Camera traps are a useful tool for detecting wildlife, but it is important to have a sound understanding of how they operate. Dustin Welbourne, author of a recent paper, published in Remote Sensing in Ecology and Conservation, sheds light on how these fantastic tools work and addresses some common misconceptions appearing in the literature.
Camera traps can be used to detect a range of fauna, and often more effectively than traditional detection methods. While there are various types of camera trap, those triggered by passive infrared (PIR) sensor are used most frequently.
If you have been using PIR triggered camera traps you likely have an idea of how they detect wildlife, or at least how you think they detect wildlife. In fact, a quick Google search for descriptions of how PIR sensors detect fauna will return numerous logical and seemingly intuitive explanations.
Thermogram of a warm lizard moving across a cooler background
Unfortunately, many descriptions in the popular press, blogs, and magazines are misleading and at times manifestly incorrect. Worse still, descriptions in the peer-reviewed wildlife research literature have frequently been no better. For instance, an often repeated and yet ambiguous description is that PIR-triggered camera traps detect the difference between an animal and the ambient temperature. This is ambiguous since ‘ambient temperature’ might refer to the environment generally or the air temperature.
The problem with unclear descriptions of how wildlife sampling equipment function arises when we interpret our data or consider how to employ the equipment. When using any device, our interpretation of the collected data is coloured by how we think the device collects the data.

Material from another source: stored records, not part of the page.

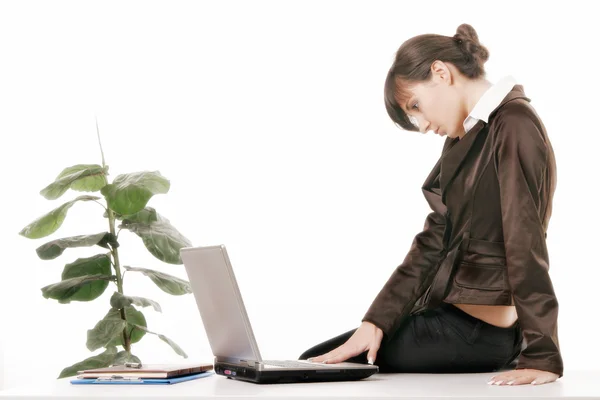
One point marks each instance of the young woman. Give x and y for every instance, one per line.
x=473, y=293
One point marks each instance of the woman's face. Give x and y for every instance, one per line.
x=436, y=105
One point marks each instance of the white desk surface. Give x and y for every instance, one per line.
x=574, y=385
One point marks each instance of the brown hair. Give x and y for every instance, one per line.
x=413, y=60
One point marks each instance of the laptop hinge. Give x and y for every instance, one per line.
x=250, y=363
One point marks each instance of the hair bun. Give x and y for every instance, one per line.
x=467, y=39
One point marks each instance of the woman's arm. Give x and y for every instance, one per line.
x=522, y=158
x=410, y=279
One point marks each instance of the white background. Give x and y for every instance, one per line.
x=268, y=120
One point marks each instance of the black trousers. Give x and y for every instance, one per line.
x=440, y=340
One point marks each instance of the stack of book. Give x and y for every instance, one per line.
x=132, y=373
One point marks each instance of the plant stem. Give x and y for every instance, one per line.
x=115, y=252
x=117, y=265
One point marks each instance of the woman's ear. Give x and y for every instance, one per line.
x=441, y=72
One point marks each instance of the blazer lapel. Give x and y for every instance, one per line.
x=458, y=150
x=456, y=155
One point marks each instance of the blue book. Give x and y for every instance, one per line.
x=125, y=380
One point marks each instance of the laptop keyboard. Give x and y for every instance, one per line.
x=295, y=364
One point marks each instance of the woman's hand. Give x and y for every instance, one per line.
x=523, y=377
x=366, y=337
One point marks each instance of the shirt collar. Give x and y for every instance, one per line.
x=489, y=101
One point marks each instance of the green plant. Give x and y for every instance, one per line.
x=85, y=279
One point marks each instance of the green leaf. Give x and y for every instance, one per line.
x=135, y=318
x=49, y=223
x=104, y=359
x=161, y=239
x=81, y=177
x=62, y=291
x=104, y=332
x=165, y=339
x=55, y=248
x=168, y=283
x=95, y=265
x=119, y=301
x=129, y=193
x=124, y=356
x=147, y=215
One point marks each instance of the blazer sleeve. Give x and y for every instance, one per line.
x=522, y=157
x=410, y=279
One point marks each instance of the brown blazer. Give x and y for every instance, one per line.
x=485, y=240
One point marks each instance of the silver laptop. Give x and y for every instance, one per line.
x=230, y=334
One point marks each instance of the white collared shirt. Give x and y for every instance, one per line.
x=489, y=101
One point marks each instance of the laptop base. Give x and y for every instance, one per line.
x=253, y=375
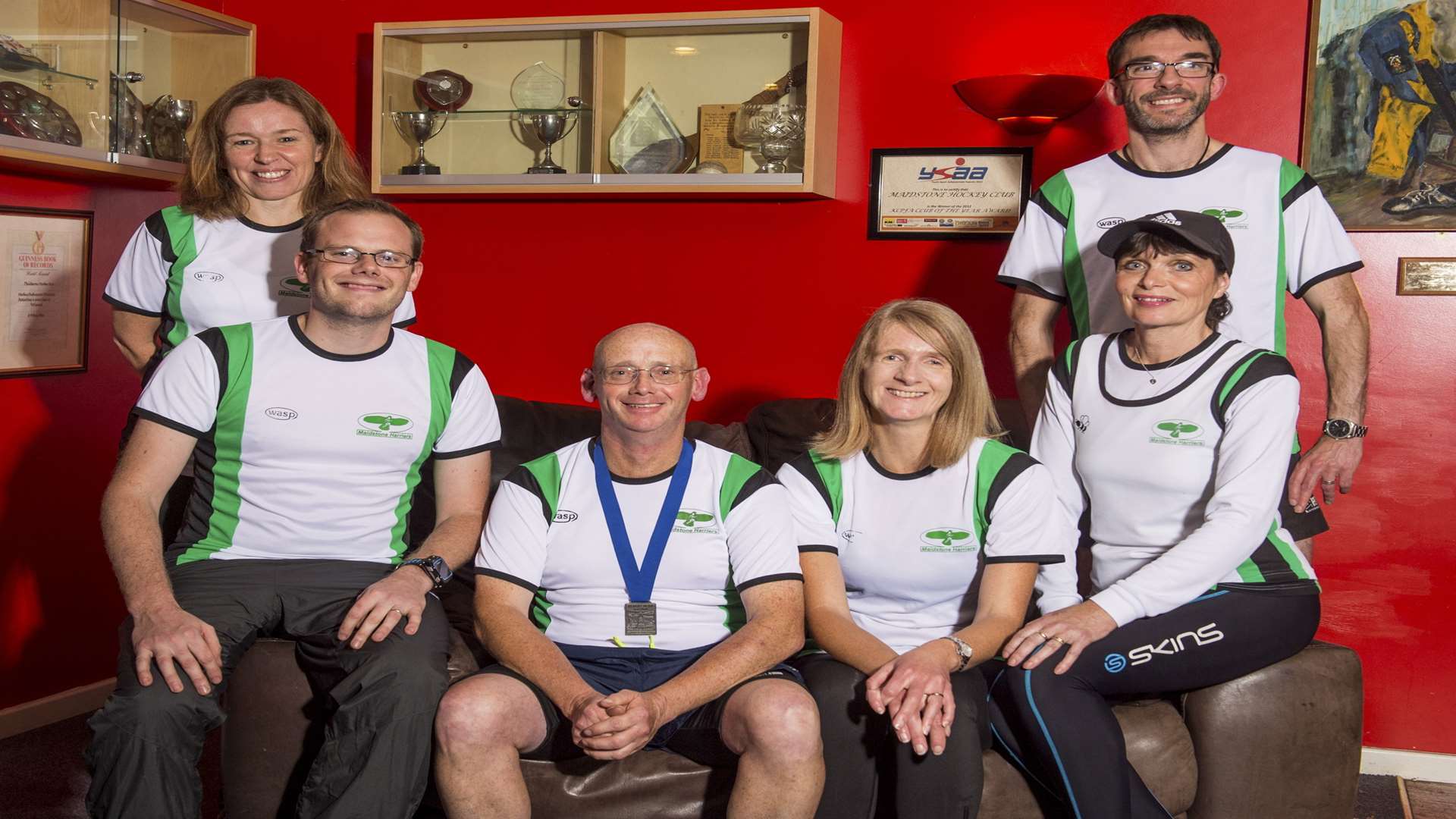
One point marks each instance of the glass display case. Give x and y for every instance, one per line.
x=715, y=102
x=112, y=86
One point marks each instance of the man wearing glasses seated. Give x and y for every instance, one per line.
x=310, y=431
x=639, y=591
x=1164, y=72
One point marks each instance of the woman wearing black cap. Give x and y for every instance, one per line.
x=1175, y=442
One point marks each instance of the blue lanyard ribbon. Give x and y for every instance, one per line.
x=639, y=580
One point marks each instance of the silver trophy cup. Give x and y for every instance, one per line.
x=549, y=129
x=419, y=127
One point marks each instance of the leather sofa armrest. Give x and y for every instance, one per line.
x=1283, y=741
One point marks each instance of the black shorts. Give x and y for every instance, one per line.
x=693, y=735
x=1301, y=525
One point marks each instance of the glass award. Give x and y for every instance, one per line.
x=647, y=140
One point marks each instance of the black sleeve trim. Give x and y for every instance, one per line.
x=465, y=452
x=1040, y=200
x=758, y=482
x=158, y=226
x=462, y=368
x=1343, y=270
x=769, y=579
x=1299, y=190
x=168, y=423
x=127, y=308
x=530, y=588
x=1030, y=287
x=804, y=465
x=1009, y=471
x=1040, y=560
x=526, y=480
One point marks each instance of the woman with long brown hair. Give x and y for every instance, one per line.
x=265, y=156
x=919, y=538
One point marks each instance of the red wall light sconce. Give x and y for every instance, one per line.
x=1028, y=104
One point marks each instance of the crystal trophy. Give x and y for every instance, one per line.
x=647, y=140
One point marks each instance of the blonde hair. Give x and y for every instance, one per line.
x=968, y=411
x=207, y=191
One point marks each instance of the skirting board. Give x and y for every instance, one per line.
x=36, y=713
x=1408, y=764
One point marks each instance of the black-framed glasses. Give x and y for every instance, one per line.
x=1187, y=69
x=661, y=373
x=353, y=256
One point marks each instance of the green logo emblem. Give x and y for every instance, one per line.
x=946, y=539
x=1178, y=431
x=384, y=425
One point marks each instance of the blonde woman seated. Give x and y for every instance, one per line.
x=919, y=537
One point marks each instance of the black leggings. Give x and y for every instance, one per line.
x=1060, y=727
x=861, y=749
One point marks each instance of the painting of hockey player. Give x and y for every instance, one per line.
x=1381, y=115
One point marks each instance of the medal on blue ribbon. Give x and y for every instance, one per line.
x=641, y=611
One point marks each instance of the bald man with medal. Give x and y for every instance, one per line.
x=639, y=589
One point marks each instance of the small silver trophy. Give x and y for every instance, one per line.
x=419, y=127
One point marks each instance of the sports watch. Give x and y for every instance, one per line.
x=963, y=651
x=435, y=566
x=1341, y=428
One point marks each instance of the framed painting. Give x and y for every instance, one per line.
x=1381, y=111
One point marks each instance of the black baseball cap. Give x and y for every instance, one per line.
x=1197, y=231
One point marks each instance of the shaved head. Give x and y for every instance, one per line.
x=625, y=335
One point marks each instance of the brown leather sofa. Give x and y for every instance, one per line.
x=1283, y=742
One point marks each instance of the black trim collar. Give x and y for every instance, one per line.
x=253, y=224
x=1131, y=168
x=322, y=353
x=870, y=457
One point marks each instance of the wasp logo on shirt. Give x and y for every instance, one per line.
x=1203, y=635
x=384, y=426
x=946, y=539
x=695, y=522
x=1177, y=431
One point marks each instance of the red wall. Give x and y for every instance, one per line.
x=772, y=295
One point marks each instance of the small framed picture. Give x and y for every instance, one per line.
x=946, y=193
x=46, y=284
x=1423, y=276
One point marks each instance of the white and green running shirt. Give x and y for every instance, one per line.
x=194, y=275
x=913, y=547
x=546, y=532
x=1286, y=238
x=306, y=453
x=1181, y=477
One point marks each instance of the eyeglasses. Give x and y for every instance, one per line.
x=661, y=373
x=1187, y=69
x=351, y=256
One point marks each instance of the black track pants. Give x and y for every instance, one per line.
x=381, y=700
x=861, y=749
x=1062, y=730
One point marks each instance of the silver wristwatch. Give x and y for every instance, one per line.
x=963, y=651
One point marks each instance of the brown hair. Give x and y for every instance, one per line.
x=207, y=191
x=968, y=411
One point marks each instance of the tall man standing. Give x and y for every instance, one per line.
x=639, y=591
x=1164, y=74
x=310, y=433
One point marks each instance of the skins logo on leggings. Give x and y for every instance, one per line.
x=1203, y=635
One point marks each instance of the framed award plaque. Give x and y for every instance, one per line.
x=46, y=281
x=946, y=193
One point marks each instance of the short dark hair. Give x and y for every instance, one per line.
x=310, y=226
x=1166, y=243
x=1187, y=25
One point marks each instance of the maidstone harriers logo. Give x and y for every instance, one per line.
x=384, y=426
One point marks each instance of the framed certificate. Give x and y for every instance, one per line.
x=946, y=193
x=46, y=283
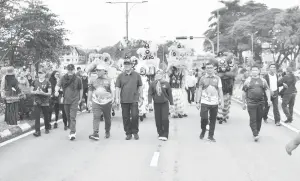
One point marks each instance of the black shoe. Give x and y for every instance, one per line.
x=128, y=137
x=37, y=134
x=136, y=136
x=94, y=136
x=202, y=135
x=107, y=135
x=212, y=139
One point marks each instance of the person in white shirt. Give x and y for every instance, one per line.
x=272, y=80
x=190, y=86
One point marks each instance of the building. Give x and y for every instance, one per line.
x=73, y=55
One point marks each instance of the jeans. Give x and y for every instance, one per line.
x=276, y=113
x=161, y=113
x=71, y=113
x=37, y=114
x=98, y=110
x=130, y=110
x=213, y=111
x=256, y=113
x=288, y=100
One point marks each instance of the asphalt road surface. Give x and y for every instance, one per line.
x=184, y=157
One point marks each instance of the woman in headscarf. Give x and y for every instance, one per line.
x=56, y=103
x=11, y=93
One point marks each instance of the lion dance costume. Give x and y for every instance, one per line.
x=112, y=71
x=179, y=61
x=146, y=66
x=227, y=70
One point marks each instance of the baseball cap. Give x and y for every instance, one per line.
x=70, y=67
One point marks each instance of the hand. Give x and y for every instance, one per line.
x=244, y=106
x=269, y=102
x=198, y=106
x=56, y=94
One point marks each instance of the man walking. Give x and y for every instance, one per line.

Equally, the manner in which the equipment is used will be constrained by how we think it operates. For instance, if I think PIR-triggered camera traps only detect fauna that are warmer than their environment, as has been suggested, then I would likely infer that because reptiles can often be cooler than their environment that camera traps are not useful for detecting reptiles, as has also been suggested.
Using camera traps to detect terrestrial reptiles is certainly possible and effective
Although there are relatively few instances in the primary literature of problematic descriptions directly affecting the interpretation of camera trapping data, wildlife researchers do need to have a clear understanding of how their equipment function.
In short, PIR sensors function by detecting differences in surface temperatures between objects. So, a warm animal walking in front of a somewhat cooler background will be detected, just as a cool animal walking in front of a somewhat warmer background.
Importantly, it is the surface temperatures of objects that the sensor is detecting, not the internal temperature. And, air temperature does not affect the sensor. In essence, the PIR sensor cannot ‘see’ the air, but sees through it.
Our paper aims to raise the understanding of how these valuable tools work.